No more Wood

Recently released Australian hostage Douglas Wood, currently in Melbourne with his family, is considering a return to Iraq to pursue “business opportunities.”

During a press conference upon his arrival at Melbourne airport, Wood said that he supported the American occupation of Iraq:

“I’d like to apologise to President Bush and Prime Minister Howard for things I said under duress. I actually believe that I am proof positive that the current policy of training the Iraqi army, of recruiting, training them worked because it was the Iraqis that got me out. I am proof positive that the current policies of the Americans and the Australian governments is the right one.”

I am very glad that Wood has been released unharmed and is safely back with his family. But I can’t help but think his belief in the Iraqi occupation is directly linked to his ability to make a buck. Wood may well be a free market profiteer, not unlike many who have flocked to Iraq to earn some quick money. It’s time to stop lionising the man, other than wishing him well.
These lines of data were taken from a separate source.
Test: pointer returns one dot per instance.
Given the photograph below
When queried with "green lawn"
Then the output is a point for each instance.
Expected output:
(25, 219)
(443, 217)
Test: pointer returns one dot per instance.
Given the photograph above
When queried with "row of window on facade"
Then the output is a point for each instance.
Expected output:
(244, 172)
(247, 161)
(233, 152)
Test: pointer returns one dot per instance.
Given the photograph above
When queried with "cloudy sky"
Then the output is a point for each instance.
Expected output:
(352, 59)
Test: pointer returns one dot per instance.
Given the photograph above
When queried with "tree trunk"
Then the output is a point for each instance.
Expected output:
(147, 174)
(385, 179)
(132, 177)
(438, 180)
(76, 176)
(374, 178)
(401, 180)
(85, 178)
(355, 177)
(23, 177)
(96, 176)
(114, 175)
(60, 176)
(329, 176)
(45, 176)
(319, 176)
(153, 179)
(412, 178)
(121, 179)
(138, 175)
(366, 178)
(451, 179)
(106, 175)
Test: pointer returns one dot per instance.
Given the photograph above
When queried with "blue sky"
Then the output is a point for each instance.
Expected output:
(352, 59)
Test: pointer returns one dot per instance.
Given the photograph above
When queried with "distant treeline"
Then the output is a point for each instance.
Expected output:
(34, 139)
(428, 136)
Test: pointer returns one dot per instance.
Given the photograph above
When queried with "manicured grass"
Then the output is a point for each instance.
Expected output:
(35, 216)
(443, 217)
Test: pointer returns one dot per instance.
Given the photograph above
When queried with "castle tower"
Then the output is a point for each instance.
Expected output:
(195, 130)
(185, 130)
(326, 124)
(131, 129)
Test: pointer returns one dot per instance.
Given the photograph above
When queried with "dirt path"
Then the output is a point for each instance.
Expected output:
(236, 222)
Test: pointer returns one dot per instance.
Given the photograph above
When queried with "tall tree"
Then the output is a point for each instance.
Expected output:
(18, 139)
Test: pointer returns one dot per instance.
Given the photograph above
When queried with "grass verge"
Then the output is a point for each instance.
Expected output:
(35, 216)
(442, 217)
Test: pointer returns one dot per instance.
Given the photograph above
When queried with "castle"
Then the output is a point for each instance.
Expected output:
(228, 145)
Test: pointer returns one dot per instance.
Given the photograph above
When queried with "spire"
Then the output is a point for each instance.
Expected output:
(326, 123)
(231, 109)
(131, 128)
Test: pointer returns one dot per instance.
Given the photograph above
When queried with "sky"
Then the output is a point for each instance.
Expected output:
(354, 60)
The proliferation of private, Western contractors is a major source of concern for many Iraqis. Take the example of Zapata, a company commissioned to supervise the destruction and storage of U.S military ammunition worldwide to the tune of US$200 million. These companies lack accountability, to say the least.

Before we start labelling people like Wood heroes, let’s take a closer look at their role in the post-occupation phase and who is really benefiting. Daily Flute blog puts it best: “If profiteer Douglas Wood gets into trouble in Iraq again, what say he pays for the rescue efforts?” And a prediction. The money Wood will receive for appearing on Channel Ten television next week will not be going to the Iraqi people. I’d like to be proven wrong. Thus far, Wood has proven himself to be a lover of money rather than showing any affection for the people he was supposedly helping in Iraq.

UPDATE: Douglas will not be returning to Iraq. Perhaps he can make some money in another occupation zone. There must be some vital jobs in Afghanistan.